Well, most of them, anyway. The Swordsman was none too keen on her, but that was nothing new. He was wise to be wary of her, probably the wisest out of that lovable crew of dreamers. After a lifetime of her bitterness, she had no reason to resent anyone for being wary of her. But she did not have time to contemplate her nascent relationship with the green-haired swordsman, because her doom was upon her. She watched as the man-god pointed his finger square at her head. Watched as the finger lit up with his electric logia power, and watched as the lethal bolt filled all of her vision, before it finally struck her head.
The pain was excruciating, but she didn't particularly mind. Again and again, she had made her peace with the thought of death. Each brush with death had steeled her heart more and more against the fear of it. It was time for her to die, but this was something she had been ready for. Her only regret was that she was dying like this, in a circumstance totally unrelated to her lifelong quest. The voltage arced through her, past her, and she began to fall. Not unconscious, as it probably appeared, but close to it. She was still aware, but her whole body was falling limp under her. It was her time to die, but the scenario was all wrong.
Okay, so not entirely wrong. There was one thing that fit. In many scenarios she had imagined for her death, all across the years, she had imagined a drawn-out execution, or a quick, off-hand slaying at the hands of government agents, but the two constants were that she was being killed by World Government agents, and that she was dying alone, isolated from anyone that cared about her. That condition at least was fulfilled. The Swordsman still resented her, and wasn't going to help her. She had thought she had heard the Navigator scream out her name, but that was probably just her mind trying to inject some hope into this hopeless situation. She was dying alone.
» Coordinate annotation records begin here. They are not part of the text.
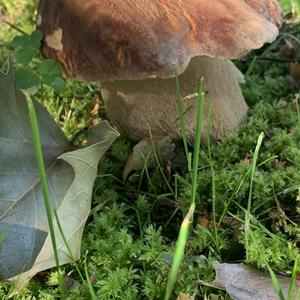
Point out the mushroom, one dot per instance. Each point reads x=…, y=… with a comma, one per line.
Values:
x=133, y=47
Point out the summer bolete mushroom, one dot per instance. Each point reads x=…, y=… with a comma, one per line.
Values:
x=133, y=48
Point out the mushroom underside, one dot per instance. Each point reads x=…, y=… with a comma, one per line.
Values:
x=137, y=107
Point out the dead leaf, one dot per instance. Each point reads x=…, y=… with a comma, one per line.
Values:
x=26, y=248
x=246, y=283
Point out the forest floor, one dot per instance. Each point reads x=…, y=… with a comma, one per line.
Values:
x=130, y=236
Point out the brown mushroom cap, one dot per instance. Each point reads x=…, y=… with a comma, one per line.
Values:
x=130, y=39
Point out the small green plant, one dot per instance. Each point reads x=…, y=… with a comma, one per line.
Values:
x=32, y=70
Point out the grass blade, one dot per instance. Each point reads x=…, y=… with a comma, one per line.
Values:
x=42, y=172
x=185, y=226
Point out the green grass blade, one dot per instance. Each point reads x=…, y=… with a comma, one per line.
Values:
x=184, y=230
x=253, y=170
x=182, y=121
x=179, y=251
x=294, y=277
x=42, y=172
x=276, y=284
x=196, y=156
x=89, y=283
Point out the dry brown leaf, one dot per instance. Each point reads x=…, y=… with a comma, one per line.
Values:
x=245, y=283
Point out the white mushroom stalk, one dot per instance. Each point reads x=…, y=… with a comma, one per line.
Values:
x=132, y=47
x=139, y=105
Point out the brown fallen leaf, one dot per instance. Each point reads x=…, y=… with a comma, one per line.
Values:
x=143, y=153
x=246, y=283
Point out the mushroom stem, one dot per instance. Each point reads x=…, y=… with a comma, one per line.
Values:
x=136, y=106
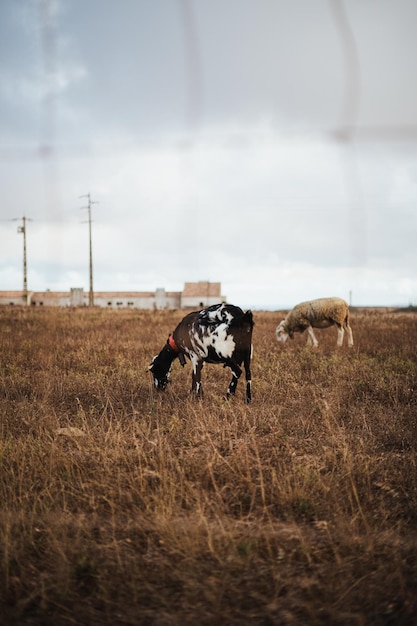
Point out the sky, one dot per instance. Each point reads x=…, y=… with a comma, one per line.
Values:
x=270, y=145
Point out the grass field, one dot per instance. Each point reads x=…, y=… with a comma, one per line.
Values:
x=123, y=506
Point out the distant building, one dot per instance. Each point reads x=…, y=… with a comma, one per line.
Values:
x=194, y=295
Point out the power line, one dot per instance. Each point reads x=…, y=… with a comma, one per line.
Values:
x=88, y=207
x=22, y=230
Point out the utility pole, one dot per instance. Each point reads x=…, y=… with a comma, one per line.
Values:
x=88, y=207
x=22, y=230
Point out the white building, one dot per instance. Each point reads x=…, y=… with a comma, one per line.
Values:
x=195, y=296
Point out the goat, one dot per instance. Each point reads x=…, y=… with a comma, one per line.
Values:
x=320, y=313
x=221, y=333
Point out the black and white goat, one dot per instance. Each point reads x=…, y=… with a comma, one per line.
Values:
x=222, y=333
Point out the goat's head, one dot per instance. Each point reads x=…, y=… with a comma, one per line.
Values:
x=282, y=332
x=160, y=372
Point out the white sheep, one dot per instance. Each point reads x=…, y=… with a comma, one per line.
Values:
x=320, y=313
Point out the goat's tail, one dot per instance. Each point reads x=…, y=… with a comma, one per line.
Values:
x=248, y=319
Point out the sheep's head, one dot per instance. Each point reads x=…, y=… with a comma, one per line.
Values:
x=160, y=373
x=282, y=332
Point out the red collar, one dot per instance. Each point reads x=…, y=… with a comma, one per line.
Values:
x=172, y=343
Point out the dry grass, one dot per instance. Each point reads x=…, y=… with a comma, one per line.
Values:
x=123, y=506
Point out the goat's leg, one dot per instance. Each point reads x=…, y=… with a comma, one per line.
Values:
x=237, y=373
x=248, y=377
x=196, y=379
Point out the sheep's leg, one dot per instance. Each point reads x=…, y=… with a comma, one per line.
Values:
x=237, y=372
x=340, y=335
x=196, y=379
x=311, y=339
x=350, y=335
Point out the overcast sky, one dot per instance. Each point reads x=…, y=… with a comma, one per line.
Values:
x=270, y=145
She deserved this, she thought in the darkest part of her heart. Nico Robin, demon of Ohara, deserved this. This was the death that she had earned through her lifetime of treachery. The reason she was being struck down by this man-god was because she had tried to deal with him like she had dealt with all the powerful men that she had used in her life: she had tried to leverage her knowledge to get them to do what she wanted. In this case, she had tried to play on his greed for the legendary Golden Bell of Shandra, whose location she had deduced in her investigations on Skypiea. He had little patience for her, and had finally dealt with her as she had long deserved.
But there was no longer time for her despair. Her time had come. She was falling to the ground faster, her legs having given out completely. Her consciousness, her mind, began to blur, all becoming a haze of sadness. But suddenly, a disturbance. Something had stopped her from falling. Her head had not crashed against the pavement, so something must have caught her. Someone must have caught her. As she finally lost consciousness, she heard a voice she had not expected to hear, saying words she had never expected that voice to say. At least, not towards her. The gruff, masculine voice of a man who, it turned out, understood her best of all.
"She's a woman!"
As she lost consciousness, she was happy.
I hope she didn't sound too emo. I tried to capture that depression she seemed to have, that indifference to the idea of dying, and that vague self-loathing, that she had before the Enies Lobby Arc. She still had her dream, but figured her failure was inevitable.